Description
Résumé
This Ph.D. research is conducted within the LIMOS laboratory (UMR 6158), Université Clermont Auvergne, and can be part of the DATA programme (I-SITE CAP 20-25), within the domain of Artificial Intelligence for the secure exploitation of data.
The DATA programme aims to address the full lifecycle of data, from acquisition and integration to large-scale storage and value creation through artificial intelligence. In this context, the rapid adoption of generative AI systems has led organizations to increasingly rely on Retrieval-Augmented Generation (RAG) architectures to exploit proprietary and domain-specific data without resorting to costly model fine-tuning.

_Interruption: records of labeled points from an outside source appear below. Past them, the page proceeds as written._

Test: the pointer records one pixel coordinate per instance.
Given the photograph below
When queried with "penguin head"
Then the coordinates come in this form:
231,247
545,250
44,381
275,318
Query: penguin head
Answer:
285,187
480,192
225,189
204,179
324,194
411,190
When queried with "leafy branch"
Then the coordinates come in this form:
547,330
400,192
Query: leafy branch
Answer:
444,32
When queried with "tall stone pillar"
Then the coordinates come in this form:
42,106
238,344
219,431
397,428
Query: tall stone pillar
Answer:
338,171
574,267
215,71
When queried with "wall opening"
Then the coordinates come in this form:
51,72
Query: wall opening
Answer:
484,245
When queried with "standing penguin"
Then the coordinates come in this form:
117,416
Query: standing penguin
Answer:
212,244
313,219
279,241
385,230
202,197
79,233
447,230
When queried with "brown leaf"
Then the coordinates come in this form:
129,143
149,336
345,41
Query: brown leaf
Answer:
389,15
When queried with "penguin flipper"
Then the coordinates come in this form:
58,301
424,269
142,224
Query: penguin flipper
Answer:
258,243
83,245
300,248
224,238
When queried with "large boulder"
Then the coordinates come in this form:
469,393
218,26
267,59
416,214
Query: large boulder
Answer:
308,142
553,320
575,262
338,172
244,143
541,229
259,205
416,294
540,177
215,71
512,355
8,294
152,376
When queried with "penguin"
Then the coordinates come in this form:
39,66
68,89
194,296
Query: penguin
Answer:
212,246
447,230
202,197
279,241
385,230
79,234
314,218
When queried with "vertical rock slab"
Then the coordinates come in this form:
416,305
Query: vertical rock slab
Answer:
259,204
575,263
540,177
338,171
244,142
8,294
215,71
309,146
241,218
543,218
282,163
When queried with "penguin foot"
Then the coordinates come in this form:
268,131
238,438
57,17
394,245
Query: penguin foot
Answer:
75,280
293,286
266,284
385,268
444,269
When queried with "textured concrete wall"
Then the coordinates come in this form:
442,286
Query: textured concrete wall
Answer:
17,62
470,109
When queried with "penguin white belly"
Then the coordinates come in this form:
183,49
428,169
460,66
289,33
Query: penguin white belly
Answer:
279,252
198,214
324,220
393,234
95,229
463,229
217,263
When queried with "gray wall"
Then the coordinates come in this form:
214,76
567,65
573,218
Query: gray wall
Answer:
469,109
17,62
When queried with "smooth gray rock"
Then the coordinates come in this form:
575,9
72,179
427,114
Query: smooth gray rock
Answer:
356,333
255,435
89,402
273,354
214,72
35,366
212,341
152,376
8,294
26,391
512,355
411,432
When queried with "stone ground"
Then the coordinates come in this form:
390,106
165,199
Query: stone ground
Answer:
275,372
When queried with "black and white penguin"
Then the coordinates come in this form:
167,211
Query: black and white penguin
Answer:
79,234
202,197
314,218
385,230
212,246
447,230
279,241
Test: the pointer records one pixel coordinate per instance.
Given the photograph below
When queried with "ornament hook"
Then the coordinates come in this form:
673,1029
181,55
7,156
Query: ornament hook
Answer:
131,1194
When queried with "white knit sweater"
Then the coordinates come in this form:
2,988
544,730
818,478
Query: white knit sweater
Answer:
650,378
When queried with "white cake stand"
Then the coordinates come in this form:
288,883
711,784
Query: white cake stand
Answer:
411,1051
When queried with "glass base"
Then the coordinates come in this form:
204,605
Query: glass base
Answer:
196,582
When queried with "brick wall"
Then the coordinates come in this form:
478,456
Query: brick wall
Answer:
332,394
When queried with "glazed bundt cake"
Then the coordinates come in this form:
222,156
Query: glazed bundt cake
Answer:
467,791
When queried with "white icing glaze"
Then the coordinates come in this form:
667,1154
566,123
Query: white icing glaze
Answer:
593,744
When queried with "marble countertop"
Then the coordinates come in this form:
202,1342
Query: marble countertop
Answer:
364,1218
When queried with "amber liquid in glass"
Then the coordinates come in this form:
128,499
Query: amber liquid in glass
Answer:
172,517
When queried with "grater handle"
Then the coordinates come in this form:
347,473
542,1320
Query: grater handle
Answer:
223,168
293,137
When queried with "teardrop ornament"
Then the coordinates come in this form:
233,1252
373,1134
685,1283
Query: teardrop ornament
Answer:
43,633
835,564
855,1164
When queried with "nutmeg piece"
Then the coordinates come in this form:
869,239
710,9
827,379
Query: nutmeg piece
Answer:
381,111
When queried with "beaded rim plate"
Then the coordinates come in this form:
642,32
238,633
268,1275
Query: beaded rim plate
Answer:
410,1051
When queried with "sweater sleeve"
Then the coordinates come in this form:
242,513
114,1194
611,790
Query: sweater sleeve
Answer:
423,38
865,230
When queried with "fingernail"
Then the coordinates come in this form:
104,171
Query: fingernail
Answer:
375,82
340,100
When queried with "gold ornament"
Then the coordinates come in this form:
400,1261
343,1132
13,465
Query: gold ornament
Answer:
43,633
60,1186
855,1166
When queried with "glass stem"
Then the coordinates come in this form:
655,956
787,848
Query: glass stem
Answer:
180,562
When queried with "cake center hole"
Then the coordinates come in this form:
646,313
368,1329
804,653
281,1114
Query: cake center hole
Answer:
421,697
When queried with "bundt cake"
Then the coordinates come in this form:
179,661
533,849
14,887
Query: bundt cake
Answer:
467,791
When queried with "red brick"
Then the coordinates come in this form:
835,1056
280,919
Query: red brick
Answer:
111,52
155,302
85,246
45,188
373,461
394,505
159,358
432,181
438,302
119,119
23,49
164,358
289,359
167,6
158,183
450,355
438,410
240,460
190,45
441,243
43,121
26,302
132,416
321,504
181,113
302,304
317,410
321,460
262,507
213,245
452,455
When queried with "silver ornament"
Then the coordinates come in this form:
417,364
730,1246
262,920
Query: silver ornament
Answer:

While RAG enables effective data valorization by combining large language models with external data sources, it also introduces critical challenges related to the confidentiality of sensitive information. This Ph.D. thesis focuses on the analysis and mitigation of unauthorized data disclosure risks in RAG-based systems. The research begins with a structured risk analysis to identify realistic attacker models and data leakage scenarios across the data exploitation pipeline. Based on this analysis, metrics are proposed to quantify sensitive information exposure in RAG architectures. Empirical evaluations assess vulnerabilities, particularly those arising from malicious prompt injection and interaction-based attacks. Finally, the work explores protection mechanisms-such as taint-aware data tracking, secure data handling strategies, and access control-to support trustworthy and secure exploitation of data in AI-driven systems.